Big Data Security Companies
Digital security is a huge field with thousands of vendors. Big data security is a considerably smaller sector given its high technical challenges and scalability requirements. However, big data owners are willing and able to spend money to secure the valuable employments, and vendors are responding. Below are a few representative big data security companies.
- Thales (Vormetric): Vormetric Data Security Platform offers security controls and encryption across all three stages of data and big data platforms: incoming data, stored data, and results output. Its technologies include encryption, key management, and access control. It also audits and reports for governance and compliance purposes.
- Cloudwick: Cloudwick Data Analytics Platform (CDAP) builds on Intel Xeon and Cloudera's Hadoop distribution. CDAP is a managed data security hub that aggregates security features from multiple from multiple analytics toolsets, machine learning projects, and traditional IDS and IPS.

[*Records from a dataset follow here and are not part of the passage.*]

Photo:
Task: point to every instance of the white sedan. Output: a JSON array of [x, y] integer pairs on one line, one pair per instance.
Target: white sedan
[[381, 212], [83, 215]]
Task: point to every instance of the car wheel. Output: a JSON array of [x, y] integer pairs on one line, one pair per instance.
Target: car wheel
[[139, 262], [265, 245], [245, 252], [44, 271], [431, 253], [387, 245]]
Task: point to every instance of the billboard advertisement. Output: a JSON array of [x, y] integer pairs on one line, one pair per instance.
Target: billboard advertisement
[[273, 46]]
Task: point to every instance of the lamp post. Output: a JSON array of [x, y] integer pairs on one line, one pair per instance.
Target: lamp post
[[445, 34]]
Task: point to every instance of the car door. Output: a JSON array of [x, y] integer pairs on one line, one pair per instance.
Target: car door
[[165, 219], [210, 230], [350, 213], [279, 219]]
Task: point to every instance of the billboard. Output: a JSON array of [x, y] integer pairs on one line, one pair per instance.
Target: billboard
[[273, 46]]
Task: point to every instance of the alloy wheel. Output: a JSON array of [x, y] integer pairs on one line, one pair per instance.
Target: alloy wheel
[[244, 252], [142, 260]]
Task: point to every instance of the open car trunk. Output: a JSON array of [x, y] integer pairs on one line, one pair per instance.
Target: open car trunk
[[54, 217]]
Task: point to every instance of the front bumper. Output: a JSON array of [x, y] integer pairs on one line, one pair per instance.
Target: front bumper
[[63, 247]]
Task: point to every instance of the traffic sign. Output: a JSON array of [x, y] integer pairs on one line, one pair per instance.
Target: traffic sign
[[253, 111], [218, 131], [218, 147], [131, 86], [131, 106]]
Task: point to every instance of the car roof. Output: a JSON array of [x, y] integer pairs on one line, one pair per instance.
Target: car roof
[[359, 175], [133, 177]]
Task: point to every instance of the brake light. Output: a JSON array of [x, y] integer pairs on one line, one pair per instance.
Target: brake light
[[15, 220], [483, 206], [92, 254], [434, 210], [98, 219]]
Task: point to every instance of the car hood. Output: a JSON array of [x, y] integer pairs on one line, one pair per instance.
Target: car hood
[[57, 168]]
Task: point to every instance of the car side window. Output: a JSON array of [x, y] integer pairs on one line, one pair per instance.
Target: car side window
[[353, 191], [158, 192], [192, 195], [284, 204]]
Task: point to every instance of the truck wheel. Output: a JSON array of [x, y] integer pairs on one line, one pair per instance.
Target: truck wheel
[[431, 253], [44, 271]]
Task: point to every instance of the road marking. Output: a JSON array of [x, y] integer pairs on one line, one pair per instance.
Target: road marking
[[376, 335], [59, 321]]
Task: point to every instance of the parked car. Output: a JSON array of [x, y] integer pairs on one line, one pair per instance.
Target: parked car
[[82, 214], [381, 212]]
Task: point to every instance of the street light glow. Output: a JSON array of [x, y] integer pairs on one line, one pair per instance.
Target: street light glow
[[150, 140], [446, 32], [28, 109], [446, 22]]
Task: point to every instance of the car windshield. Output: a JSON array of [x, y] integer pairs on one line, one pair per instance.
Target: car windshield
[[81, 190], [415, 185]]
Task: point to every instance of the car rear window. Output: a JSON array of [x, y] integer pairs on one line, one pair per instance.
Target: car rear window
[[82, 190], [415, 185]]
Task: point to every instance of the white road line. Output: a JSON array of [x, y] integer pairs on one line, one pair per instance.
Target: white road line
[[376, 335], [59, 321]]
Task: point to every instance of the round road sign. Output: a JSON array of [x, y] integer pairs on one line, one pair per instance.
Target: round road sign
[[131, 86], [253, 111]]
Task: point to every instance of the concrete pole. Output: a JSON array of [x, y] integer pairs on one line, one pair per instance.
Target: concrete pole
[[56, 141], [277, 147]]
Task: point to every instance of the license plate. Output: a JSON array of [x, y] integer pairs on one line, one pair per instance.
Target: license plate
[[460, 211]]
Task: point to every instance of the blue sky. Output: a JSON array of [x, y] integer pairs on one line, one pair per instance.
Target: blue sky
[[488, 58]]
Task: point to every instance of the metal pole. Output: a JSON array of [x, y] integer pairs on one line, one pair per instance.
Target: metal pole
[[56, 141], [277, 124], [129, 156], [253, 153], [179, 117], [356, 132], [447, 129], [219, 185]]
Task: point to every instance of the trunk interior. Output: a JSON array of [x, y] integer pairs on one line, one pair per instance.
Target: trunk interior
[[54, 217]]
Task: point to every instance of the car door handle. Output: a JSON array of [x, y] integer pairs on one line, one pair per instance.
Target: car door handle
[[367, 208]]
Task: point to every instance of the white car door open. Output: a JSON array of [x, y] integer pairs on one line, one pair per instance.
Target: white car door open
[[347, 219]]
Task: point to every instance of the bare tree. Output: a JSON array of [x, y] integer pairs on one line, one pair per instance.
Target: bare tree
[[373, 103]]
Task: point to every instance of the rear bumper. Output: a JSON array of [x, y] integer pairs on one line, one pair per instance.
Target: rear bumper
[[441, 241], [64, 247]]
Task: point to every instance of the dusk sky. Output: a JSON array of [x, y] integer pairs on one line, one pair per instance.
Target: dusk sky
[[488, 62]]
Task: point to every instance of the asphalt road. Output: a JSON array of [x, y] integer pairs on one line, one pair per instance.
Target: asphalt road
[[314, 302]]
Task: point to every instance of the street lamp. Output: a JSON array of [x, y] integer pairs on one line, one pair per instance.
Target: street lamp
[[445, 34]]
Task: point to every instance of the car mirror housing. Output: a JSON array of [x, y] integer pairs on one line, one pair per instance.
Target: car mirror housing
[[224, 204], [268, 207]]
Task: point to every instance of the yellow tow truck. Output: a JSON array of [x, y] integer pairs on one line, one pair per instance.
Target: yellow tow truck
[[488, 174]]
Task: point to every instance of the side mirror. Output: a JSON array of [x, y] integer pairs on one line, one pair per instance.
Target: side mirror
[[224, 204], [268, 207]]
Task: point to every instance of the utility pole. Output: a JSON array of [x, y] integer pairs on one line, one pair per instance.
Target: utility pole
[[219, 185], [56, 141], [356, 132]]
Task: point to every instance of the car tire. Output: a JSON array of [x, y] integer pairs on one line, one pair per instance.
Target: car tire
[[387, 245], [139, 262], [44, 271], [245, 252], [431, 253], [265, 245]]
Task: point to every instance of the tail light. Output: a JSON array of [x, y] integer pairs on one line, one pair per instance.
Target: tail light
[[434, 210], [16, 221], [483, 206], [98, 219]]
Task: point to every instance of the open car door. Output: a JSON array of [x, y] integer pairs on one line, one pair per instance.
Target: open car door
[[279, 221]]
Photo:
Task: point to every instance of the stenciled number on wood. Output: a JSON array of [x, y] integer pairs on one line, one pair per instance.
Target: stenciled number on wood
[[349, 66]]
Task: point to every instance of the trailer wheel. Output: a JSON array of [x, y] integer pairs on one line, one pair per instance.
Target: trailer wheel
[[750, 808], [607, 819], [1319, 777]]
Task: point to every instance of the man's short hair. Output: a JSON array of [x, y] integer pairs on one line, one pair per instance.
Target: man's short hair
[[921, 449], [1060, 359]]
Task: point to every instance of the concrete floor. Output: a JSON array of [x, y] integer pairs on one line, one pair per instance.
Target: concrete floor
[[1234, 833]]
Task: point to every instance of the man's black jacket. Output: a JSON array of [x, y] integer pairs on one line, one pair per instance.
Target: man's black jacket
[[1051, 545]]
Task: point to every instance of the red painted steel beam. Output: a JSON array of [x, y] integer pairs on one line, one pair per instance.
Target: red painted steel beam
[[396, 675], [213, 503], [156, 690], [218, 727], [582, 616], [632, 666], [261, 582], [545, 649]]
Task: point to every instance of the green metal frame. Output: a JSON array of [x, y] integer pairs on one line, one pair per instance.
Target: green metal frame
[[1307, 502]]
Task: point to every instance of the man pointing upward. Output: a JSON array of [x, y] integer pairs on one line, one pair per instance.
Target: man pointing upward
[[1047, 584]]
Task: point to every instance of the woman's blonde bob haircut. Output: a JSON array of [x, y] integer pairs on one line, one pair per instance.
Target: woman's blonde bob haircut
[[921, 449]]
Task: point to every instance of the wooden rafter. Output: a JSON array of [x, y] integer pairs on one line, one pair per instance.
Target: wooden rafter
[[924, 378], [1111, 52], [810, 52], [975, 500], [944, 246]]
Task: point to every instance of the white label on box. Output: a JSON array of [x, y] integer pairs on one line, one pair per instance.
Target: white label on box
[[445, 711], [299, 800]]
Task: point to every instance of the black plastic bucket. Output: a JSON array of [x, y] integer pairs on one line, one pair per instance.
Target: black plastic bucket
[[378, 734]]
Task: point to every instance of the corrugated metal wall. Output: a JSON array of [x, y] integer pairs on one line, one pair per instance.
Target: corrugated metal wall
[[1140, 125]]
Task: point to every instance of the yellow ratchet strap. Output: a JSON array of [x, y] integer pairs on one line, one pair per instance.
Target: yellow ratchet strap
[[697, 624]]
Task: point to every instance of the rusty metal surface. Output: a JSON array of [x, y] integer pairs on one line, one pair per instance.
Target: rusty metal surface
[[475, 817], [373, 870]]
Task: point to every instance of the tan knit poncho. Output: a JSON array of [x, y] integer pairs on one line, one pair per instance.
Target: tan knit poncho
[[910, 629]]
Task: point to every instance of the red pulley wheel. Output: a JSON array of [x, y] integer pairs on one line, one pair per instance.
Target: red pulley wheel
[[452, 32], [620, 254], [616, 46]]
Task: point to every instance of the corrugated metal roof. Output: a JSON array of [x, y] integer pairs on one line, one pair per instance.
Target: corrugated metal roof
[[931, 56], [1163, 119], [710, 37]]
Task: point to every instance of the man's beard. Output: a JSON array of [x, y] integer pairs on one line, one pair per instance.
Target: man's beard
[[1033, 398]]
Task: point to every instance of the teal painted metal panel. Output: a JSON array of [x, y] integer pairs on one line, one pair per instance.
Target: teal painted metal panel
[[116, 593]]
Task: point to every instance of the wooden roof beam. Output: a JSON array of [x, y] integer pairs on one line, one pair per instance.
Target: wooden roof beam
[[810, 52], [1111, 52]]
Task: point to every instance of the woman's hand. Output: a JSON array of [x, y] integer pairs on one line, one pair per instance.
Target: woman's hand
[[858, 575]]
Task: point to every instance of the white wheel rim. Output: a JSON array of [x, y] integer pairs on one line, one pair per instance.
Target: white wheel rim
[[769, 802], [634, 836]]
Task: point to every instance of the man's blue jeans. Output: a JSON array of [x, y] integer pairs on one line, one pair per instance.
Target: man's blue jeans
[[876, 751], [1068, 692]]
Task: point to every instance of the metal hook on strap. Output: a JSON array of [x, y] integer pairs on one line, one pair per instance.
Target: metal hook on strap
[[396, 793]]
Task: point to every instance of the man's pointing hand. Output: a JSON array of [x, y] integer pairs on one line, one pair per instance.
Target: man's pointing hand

- IBM: IBM Security Guardium monitors security and compliance and big data and NoSQL environments. It includes sensitive data discovery and classification, vulnerability assessment, and data and file monitoring. Guardium also masks, encrypts, blocks, alerts, and quarantines suspicious access attempts.
- Logtrust: Logtrust partnered with Panda Security to provide the Advanced Reporting Tool (ART) and Panda Adaptive Defense. ART automatically reports attacks and suspicious digital behaviors and detects internal threats to big data systems and networks. Panda Adaptive Defense correlates data from multiple sources, which is critical in big data environments with multiple nodes and data sources.
- Gemalto: Gemalto SafeNet protects big data platforms in the cloud, data center, and virtual environments. The toolset includes strong authentication and digital signing solutions, data-at-rest and in-motion encryption, and cryptographic key security and management. Gemalto integrates with leading big data providers including MongoDB, Cloudera, Couchbase, DataStax, Hortonworks, IBM, and Zettaset.
Who Is Responsible for Big Data Security?
A big data deployment crosses multiple business units. IT, database administrators, programmers, quality testers, InfoSec, compliance officers, and business units are all responsible in some way for the big data deployment. Who is responsible for securing big data?
The answer is everyone. IT and InfoSec are responsible for policies, procedures, and security software that effectively protect the big data deployment against malware and unauthorized user access. Compliance officers must work closely with this team to protect compliance, such as automatically stripping credit card numbers from results sent to a quality control team. DBAs should work closely with IT and InfoSec to safeguard their databases.
Finally, end-users are just as responsible for protecting company data. Ironically, even though many companies use their big data platform to detect intrusion anomalies, that big data platform is just as vulnerable to malware and intrusion as any stored data. One of the simplest ways for attackers to infiltrate networks including big data platforms is simple email. Although most users will know to delete the usual awkward attempts from Nigerian princes and fake FedEx shipments, some phishing attacks are extremely sophisticated. When you are administering security for your big data platform – or you are an end-user combing through your email -- never ignore the power of a lowly email.
Secure your big data platform from high threats and low, and it will serve your business well for many years.